O Algoritmo do Cancelamento

Nos últimos anos tem sido crescente e a cultura do cancelamento. Cada vez se ouve mais que marcas, influencers e até pessoas comuns são canceladas. A questão é, e comecemos pelo início:

O que é um cancelamento?

A cultura do cancelamento é no fundo um boicote a marcas, pessoas famosas ou até mesmo pessoas sem exposição pública. Isto acontece quando uma dessas pessoas ou entidades faz algo que o público considera não só errado, como ofensivo, algo que vai contra os valores da audiência. Nesses casos, existe um cancelamento, que passa pelo público criticar, deixar de seguir/consumir conteúdos e fundamentalmente deixar de comprar. 

O termo “cultura do cancelamento” foi eleito em 2019 o termo do ano pelo dicionário Macquarie. Parece coisa do futuro mas a verdade é que esta necessidade de ser aceite está bem presente no nosso ADN. 

Se viajarmos no tempo e formos até aos nossos antepassados (e acredita não é preciso tanto tempo assim), a vida só era possível quando vivida em comunidade. Era necessário um grupo de pessoas com responsabilidades bem definidas para que todos contribuíssem para a sobrevivência da comunidade. Uns iam caçar, outros cuidavam das crianças, outros eram os curandeiros que cuidavam dos doentes, cada um tinha o seu papel.

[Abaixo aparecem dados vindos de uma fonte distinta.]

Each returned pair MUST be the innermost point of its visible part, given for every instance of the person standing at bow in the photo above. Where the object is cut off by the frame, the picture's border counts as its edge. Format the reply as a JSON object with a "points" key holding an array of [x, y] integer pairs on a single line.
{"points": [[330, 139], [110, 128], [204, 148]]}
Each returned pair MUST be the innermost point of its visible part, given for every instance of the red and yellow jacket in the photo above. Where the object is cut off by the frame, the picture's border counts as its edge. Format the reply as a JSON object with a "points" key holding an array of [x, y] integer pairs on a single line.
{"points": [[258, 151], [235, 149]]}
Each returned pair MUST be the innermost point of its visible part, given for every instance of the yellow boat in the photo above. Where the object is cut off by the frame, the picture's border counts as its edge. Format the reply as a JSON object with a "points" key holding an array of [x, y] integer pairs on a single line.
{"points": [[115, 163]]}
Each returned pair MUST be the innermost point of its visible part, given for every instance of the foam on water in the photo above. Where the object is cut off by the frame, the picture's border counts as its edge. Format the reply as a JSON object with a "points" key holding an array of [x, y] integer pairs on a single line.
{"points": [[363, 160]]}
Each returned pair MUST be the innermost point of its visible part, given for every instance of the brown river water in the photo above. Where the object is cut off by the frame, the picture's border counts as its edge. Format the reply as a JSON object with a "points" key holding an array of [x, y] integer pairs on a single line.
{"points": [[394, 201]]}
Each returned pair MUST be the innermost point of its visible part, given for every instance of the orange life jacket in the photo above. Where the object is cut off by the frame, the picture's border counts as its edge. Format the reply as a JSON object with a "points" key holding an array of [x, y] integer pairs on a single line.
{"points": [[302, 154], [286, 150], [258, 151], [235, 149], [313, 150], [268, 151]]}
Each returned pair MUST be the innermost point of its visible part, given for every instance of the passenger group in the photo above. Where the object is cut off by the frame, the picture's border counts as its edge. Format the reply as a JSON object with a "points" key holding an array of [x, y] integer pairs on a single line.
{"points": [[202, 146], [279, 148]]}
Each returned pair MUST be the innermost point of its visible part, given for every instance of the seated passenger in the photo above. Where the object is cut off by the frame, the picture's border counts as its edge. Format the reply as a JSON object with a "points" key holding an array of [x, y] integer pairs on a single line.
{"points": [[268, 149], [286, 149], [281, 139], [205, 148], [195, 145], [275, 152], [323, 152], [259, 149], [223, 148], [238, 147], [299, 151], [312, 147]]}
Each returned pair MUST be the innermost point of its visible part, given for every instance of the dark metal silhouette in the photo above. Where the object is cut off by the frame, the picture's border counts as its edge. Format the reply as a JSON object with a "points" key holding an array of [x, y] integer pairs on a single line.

Nesta época era impensável viver sem ser aceite, pelo que um dos maiores castigos era precisamente, deixar elementos da comunidade para trás, atirá-los à sua sorte, deixá-los para morrer. A necessidade de ser aceite, de ser incluído na comunidade era um mecanismo de sobrevivência. E isto explica muita coisa da nossa personalidade hoje em dia. Hoje, já ninguém morre por ser olhado de lado, por ter uma orientação sexual diferente, por ter ideias diferentes, mas nem por isso deixa de ser julgado e/ou de se sentir desconfortável com o olhar externo. 

Arriscaria assim dizer que a cultura do cancelamento é apenas uma versão moderna de algo ainda muito presente no nosso ADN. Afinal, já dizia o meu pai, a história está sempre a repetir-se e cá está ela, eis que em 2019 o cancelamento voltou a ser real. 

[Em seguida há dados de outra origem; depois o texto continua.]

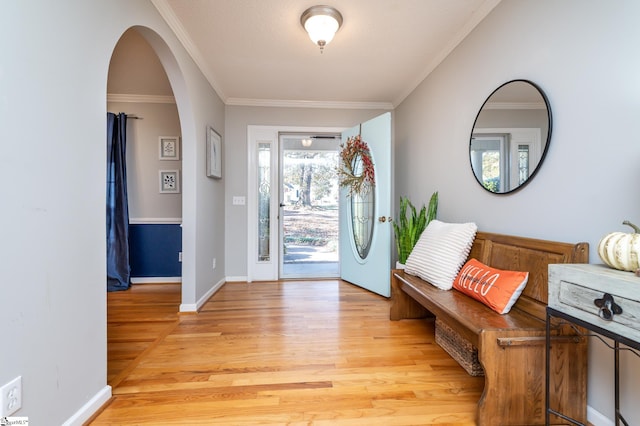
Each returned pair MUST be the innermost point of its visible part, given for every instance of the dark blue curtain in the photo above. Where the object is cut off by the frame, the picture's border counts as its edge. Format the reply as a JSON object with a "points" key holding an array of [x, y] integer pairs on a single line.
{"points": [[118, 269]]}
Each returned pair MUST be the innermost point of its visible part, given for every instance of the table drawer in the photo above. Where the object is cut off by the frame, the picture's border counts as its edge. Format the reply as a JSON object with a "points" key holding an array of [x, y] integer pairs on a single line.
{"points": [[599, 295]]}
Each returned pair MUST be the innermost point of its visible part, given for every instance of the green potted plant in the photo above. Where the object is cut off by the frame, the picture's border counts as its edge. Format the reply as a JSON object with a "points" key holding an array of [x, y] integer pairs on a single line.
{"points": [[410, 225]]}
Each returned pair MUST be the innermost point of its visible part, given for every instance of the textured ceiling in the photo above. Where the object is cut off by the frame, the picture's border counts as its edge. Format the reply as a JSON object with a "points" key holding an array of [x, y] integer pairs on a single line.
{"points": [[256, 51]]}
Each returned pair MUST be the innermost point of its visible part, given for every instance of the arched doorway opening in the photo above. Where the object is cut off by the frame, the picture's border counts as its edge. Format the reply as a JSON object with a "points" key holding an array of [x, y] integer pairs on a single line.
{"points": [[145, 82]]}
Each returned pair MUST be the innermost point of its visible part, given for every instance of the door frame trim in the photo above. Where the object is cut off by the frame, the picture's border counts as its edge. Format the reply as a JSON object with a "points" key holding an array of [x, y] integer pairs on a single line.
{"points": [[268, 270]]}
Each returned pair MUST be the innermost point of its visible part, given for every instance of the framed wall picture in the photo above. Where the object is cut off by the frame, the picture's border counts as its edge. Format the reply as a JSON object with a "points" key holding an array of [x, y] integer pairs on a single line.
{"points": [[169, 147], [169, 181], [214, 153]]}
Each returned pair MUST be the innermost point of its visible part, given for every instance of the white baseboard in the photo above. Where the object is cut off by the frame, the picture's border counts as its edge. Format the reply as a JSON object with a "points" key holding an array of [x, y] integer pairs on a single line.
{"points": [[195, 307], [597, 419], [90, 408], [156, 280]]}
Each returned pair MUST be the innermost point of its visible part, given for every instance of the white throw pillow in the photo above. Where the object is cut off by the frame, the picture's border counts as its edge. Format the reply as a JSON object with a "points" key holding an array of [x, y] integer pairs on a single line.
{"points": [[440, 252]]}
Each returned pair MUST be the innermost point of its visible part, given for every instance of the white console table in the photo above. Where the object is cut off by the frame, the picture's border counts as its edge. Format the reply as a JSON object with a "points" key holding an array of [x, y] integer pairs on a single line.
{"points": [[599, 299]]}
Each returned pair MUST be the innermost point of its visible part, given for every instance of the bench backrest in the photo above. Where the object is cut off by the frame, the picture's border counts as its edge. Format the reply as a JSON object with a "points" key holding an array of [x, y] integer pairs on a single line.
{"points": [[530, 255]]}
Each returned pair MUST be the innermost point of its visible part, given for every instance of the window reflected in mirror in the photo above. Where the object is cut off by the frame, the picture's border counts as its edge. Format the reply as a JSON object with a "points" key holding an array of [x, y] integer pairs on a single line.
{"points": [[510, 137]]}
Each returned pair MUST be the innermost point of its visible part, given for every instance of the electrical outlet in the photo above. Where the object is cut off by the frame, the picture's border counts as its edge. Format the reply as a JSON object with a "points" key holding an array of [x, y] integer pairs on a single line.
{"points": [[11, 397]]}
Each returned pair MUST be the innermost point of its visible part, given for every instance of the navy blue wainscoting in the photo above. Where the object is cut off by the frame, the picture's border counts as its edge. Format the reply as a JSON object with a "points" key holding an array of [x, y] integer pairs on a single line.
{"points": [[154, 250]]}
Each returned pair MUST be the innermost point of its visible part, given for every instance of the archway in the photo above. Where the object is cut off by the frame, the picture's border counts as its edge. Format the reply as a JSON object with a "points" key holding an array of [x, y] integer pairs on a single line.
{"points": [[154, 92]]}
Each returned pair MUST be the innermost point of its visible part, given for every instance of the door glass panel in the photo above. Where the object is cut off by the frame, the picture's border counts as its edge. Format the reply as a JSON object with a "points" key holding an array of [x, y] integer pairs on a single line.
{"points": [[264, 201], [523, 163], [309, 206], [362, 215]]}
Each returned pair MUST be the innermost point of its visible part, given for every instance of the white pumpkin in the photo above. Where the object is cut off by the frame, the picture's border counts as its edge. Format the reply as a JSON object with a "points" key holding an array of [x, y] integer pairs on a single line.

Onde é que entra a liberdade nesta cultura?

É precisamente aqui que a minha mente entra em loop e não chega a conclusões claras, por isso, decidi avançar. Por um lado, existe a liberdade de expressão, pelo que eu sou livre de dar a minha opinião sendo ela pró ou anti o que quer que seja. Mesmo em assuntos polémicos como crimes. Não há nenhuma lei que proíba eu ser a favor do homicídio, apenas proíbe a prática. Posto isto, eu sou livre de defender verbalmente as minhas ideias. Até aqui tudo certo, é o princípio da liberdade de expressão.

Por outro lado, as pessoas que me ouvem ou leem, são também elas livres de não concordando, deixarem-me de seguir, deixar de comprar ou dar a sua opinião. Então no final do dia, enquanto não houver leis que regulem o limite da expressão somos livres de verbalizar o que pensamos. Ou seja, quando é que deixa de ser opinião para ser ofensa? Cada pessoa está a praticar a sua liberdade. 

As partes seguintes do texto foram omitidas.